PCIe : pourquoi c’est intéressant (même si tu n’en as pas besoin aujourd’hui)
L’intérêt du PCIe, c’est la perspective d’un stockage et de périphériques plus proches des standards “PC”.
Pour des projets NAS/serveur un peu ambitieux, ça ouvre des portes… mais ça ajoute de la complexité
(accessoires, boîtier, alimentation, compatibilité).

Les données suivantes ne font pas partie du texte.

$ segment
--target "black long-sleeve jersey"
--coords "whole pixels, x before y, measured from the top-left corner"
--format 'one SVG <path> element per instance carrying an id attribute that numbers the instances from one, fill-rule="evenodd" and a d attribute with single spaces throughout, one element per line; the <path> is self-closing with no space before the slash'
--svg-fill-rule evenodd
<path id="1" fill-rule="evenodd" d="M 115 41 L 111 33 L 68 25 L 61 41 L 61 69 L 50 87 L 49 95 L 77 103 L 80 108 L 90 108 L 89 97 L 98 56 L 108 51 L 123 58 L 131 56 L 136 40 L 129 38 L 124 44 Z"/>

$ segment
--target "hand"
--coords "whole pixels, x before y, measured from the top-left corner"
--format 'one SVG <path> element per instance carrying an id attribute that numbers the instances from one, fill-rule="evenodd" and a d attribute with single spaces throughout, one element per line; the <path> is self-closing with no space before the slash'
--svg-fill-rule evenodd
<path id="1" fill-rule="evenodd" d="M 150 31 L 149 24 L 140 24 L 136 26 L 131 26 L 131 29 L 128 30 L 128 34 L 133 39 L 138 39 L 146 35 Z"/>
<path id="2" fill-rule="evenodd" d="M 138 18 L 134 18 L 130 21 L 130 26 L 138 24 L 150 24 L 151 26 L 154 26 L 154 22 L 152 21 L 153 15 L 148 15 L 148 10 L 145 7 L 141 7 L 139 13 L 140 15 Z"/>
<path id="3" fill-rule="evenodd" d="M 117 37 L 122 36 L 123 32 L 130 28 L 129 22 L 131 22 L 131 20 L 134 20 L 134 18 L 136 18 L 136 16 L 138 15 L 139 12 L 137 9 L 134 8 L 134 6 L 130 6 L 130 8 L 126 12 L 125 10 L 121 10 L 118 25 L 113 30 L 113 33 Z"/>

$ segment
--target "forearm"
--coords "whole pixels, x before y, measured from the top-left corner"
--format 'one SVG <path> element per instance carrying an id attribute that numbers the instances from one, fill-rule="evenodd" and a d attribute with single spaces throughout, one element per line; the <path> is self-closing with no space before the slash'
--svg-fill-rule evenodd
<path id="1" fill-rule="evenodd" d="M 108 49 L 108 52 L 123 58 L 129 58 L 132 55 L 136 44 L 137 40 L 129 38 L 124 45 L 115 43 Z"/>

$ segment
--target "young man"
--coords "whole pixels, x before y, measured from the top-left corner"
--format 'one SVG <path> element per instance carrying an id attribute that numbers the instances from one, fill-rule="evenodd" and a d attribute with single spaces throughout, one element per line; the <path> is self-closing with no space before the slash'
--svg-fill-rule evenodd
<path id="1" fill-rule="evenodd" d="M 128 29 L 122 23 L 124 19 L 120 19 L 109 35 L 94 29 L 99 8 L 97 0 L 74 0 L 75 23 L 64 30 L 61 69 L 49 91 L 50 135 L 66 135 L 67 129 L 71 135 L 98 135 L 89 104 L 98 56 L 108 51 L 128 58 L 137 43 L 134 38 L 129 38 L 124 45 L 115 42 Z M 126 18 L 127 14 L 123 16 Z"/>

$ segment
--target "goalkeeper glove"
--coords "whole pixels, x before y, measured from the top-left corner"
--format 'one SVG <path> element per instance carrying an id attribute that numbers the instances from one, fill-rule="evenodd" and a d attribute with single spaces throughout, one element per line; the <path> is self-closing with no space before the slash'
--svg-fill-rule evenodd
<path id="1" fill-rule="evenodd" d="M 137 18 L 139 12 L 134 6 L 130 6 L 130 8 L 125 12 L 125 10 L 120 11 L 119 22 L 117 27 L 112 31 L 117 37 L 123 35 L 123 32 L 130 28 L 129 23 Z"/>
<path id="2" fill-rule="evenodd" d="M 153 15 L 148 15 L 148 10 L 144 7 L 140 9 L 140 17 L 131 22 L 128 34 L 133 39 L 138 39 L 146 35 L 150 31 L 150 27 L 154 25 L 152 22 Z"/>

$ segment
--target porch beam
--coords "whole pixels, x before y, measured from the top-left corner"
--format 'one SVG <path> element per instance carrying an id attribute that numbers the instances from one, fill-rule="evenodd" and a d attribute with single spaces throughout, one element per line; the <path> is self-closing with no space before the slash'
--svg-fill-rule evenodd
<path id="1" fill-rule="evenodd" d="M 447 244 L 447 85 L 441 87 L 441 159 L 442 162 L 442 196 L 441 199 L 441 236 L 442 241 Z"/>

Pour un usage maison “raisonnable”, un SSD USB 3 de qualité est déjà excellent.
Le PCIe devient pertinent quand tu veux pousser le stockage, la fiabilité, ou des périphériques spécifiques.

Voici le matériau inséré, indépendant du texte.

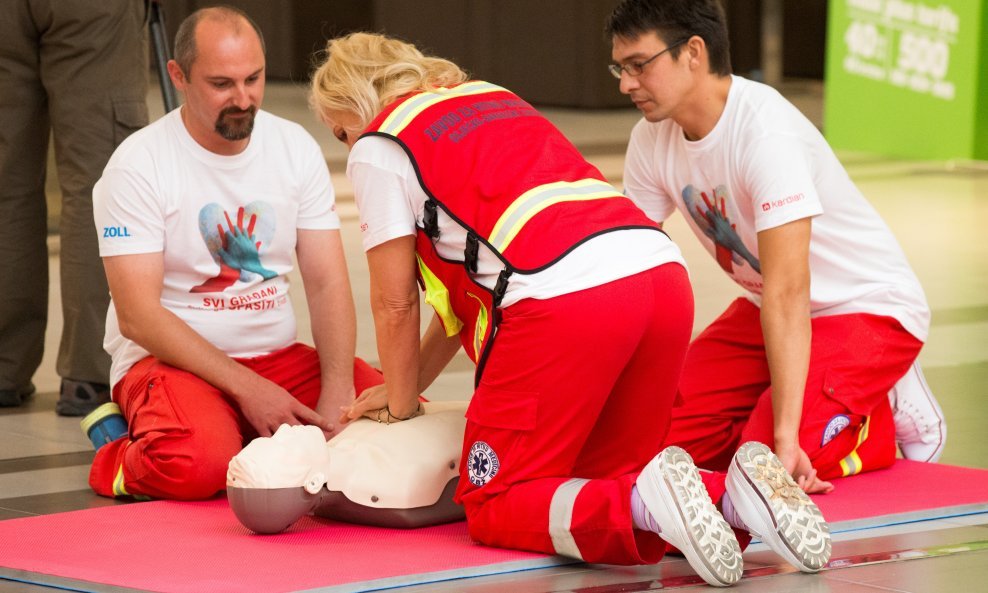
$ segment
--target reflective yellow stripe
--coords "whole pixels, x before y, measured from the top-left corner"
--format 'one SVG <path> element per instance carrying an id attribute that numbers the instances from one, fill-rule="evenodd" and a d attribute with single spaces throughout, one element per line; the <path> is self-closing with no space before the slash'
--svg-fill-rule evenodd
<path id="1" fill-rule="evenodd" d="M 840 461 L 841 474 L 843 476 L 853 476 L 854 474 L 861 473 L 861 470 L 864 469 L 864 464 L 858 455 L 858 449 L 861 448 L 861 443 L 868 440 L 868 429 L 870 427 L 871 416 L 868 416 L 865 418 L 864 424 L 861 425 L 861 432 L 858 433 L 858 442 L 854 446 L 854 450 L 851 451 L 850 455 Z"/>
<path id="2" fill-rule="evenodd" d="M 549 537 L 552 547 L 560 556 L 569 556 L 583 560 L 580 547 L 573 537 L 573 509 L 576 507 L 576 497 L 590 480 L 570 478 L 556 488 L 549 503 Z"/>
<path id="3" fill-rule="evenodd" d="M 468 95 L 479 95 L 480 93 L 492 93 L 503 90 L 505 90 L 503 87 L 482 80 L 465 82 L 453 88 L 439 87 L 434 91 L 421 93 L 407 99 L 397 109 L 392 111 L 388 117 L 384 118 L 384 122 L 381 123 L 381 127 L 378 130 L 392 136 L 397 136 L 418 114 L 433 105 L 442 103 L 447 99 L 455 99 L 456 97 L 466 97 Z"/>
<path id="4" fill-rule="evenodd" d="M 123 464 L 122 463 L 120 464 L 120 467 L 117 469 L 117 475 L 116 475 L 116 477 L 113 478 L 113 495 L 114 496 L 130 496 L 130 493 L 127 492 L 127 489 L 126 488 L 124 488 L 124 483 L 123 483 Z"/>
<path id="5" fill-rule="evenodd" d="M 480 305 L 480 311 L 477 312 L 477 323 L 473 330 L 473 359 L 480 360 L 480 350 L 484 345 L 484 335 L 487 334 L 487 307 L 484 306 L 484 301 L 480 300 L 476 295 L 468 292 L 467 296 L 473 298 Z"/>
<path id="6" fill-rule="evenodd" d="M 425 302 L 432 305 L 432 308 L 436 310 L 436 315 L 439 315 L 443 327 L 446 328 L 446 337 L 455 336 L 463 329 L 463 322 L 453 313 L 453 306 L 449 302 L 449 290 L 442 280 L 425 265 L 417 253 L 415 259 L 419 262 L 419 272 L 422 274 L 422 282 L 425 284 Z"/>
<path id="7" fill-rule="evenodd" d="M 497 220 L 497 224 L 491 230 L 491 245 L 504 253 L 525 223 L 553 204 L 613 198 L 619 195 L 613 185 L 599 179 L 557 181 L 533 187 L 518 196 Z"/>
<path id="8" fill-rule="evenodd" d="M 858 457 L 857 451 L 851 451 L 851 454 L 840 460 L 840 468 L 842 475 L 853 476 L 854 474 L 861 473 L 861 458 Z"/>

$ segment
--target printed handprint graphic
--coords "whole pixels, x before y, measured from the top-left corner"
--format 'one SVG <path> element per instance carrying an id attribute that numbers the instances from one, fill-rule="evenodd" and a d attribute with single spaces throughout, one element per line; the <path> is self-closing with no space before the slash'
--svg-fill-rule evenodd
<path id="1" fill-rule="evenodd" d="M 204 206 L 199 211 L 199 233 L 220 272 L 190 292 L 222 292 L 252 274 L 265 280 L 277 276 L 261 263 L 261 252 L 274 237 L 274 221 L 274 209 L 267 202 L 241 206 L 236 222 L 219 204 Z"/>
<path id="2" fill-rule="evenodd" d="M 734 273 L 734 266 L 748 262 L 753 270 L 761 274 L 761 265 L 738 236 L 736 225 L 727 218 L 727 190 L 724 186 L 714 188 L 711 201 L 706 192 L 692 185 L 683 189 L 683 201 L 697 226 L 713 240 L 716 247 L 717 263 L 728 274 Z"/>

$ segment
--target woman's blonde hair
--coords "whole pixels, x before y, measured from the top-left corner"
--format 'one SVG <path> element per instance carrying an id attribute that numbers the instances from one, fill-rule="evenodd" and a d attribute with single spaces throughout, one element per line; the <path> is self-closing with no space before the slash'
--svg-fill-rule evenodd
<path id="1" fill-rule="evenodd" d="M 459 66 L 425 56 L 414 45 L 375 33 L 351 33 L 330 39 L 326 58 L 312 75 L 309 105 L 323 117 L 345 111 L 360 120 L 362 132 L 395 99 L 415 91 L 459 84 L 467 74 Z"/>

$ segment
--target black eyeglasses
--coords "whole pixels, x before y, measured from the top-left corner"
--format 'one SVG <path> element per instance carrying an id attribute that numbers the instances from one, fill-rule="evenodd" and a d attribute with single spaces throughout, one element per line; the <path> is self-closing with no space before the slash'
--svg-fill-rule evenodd
<path id="1" fill-rule="evenodd" d="M 645 66 L 647 66 L 649 62 L 661 56 L 662 54 L 666 53 L 667 51 L 679 47 L 680 45 L 686 43 L 689 40 L 690 40 L 689 37 L 687 37 L 686 39 L 680 39 L 676 43 L 673 43 L 669 47 L 665 48 L 664 50 L 660 51 L 651 58 L 645 60 L 644 62 L 628 62 L 623 66 L 621 64 L 609 64 L 607 66 L 607 69 L 610 71 L 611 76 L 617 78 L 618 80 L 621 79 L 621 72 L 627 72 L 631 76 L 640 76 L 641 73 L 645 71 Z"/>

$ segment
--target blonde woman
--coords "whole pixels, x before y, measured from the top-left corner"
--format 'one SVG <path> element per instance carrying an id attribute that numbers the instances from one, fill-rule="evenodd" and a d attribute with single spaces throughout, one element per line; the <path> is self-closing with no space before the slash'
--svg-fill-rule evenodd
<path id="1" fill-rule="evenodd" d="M 462 345 L 472 537 L 612 564 L 656 562 L 665 539 L 735 582 L 708 496 L 725 474 L 660 453 L 693 321 L 676 245 L 531 105 L 407 43 L 331 40 L 311 102 L 350 148 L 385 378 L 348 417 L 413 418 Z M 417 282 L 436 311 L 421 339 Z"/>

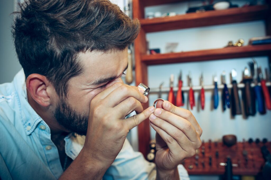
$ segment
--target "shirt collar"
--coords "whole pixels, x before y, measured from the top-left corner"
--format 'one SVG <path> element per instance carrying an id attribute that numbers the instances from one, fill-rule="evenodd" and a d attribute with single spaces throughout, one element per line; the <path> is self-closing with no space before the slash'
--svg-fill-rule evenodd
<path id="1" fill-rule="evenodd" d="M 43 120 L 30 105 L 27 100 L 25 76 L 22 69 L 15 76 L 13 84 L 16 91 L 16 99 L 24 127 L 27 135 L 30 134 Z"/>

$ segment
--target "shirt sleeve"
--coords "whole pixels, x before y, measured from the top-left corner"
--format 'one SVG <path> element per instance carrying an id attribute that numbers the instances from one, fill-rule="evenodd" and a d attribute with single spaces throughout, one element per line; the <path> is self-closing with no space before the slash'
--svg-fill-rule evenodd
<path id="1" fill-rule="evenodd" d="M 178 166 L 182 180 L 189 180 L 187 172 L 182 165 Z M 115 159 L 107 169 L 103 179 L 148 179 L 156 178 L 154 163 L 147 161 L 142 154 L 134 151 L 126 139 L 123 146 Z"/>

8) Réseau : Ethernet, Wi-Fi et latence
Les deux cartes sont bonnes en réseau pour des usages domestiques et pro légers :
serveur web, API, MQTT, Pi-hole, reverse proxy, sauvegardes, etc.
La différence se voit surtout quand tu empiles des services ou que tu fais du chiffrement,
du transfert soutenu, ou des workloads plus lourds.
Ce que tu dois tester chez toi
- Débit réel de copie vers/depuis ton NAS (ou PC) en Ethernet.
- Stabilité Wi-Fi (si usage sans fil), et latence en conditions réelles.
- Transferts soutenus avec CPU chargé (ex : rsync + compression).
privilégie Ethernet + alim stable + SSD. Le Pi 4 est souvent “suffisant”, le Pi 5 apporte du confort.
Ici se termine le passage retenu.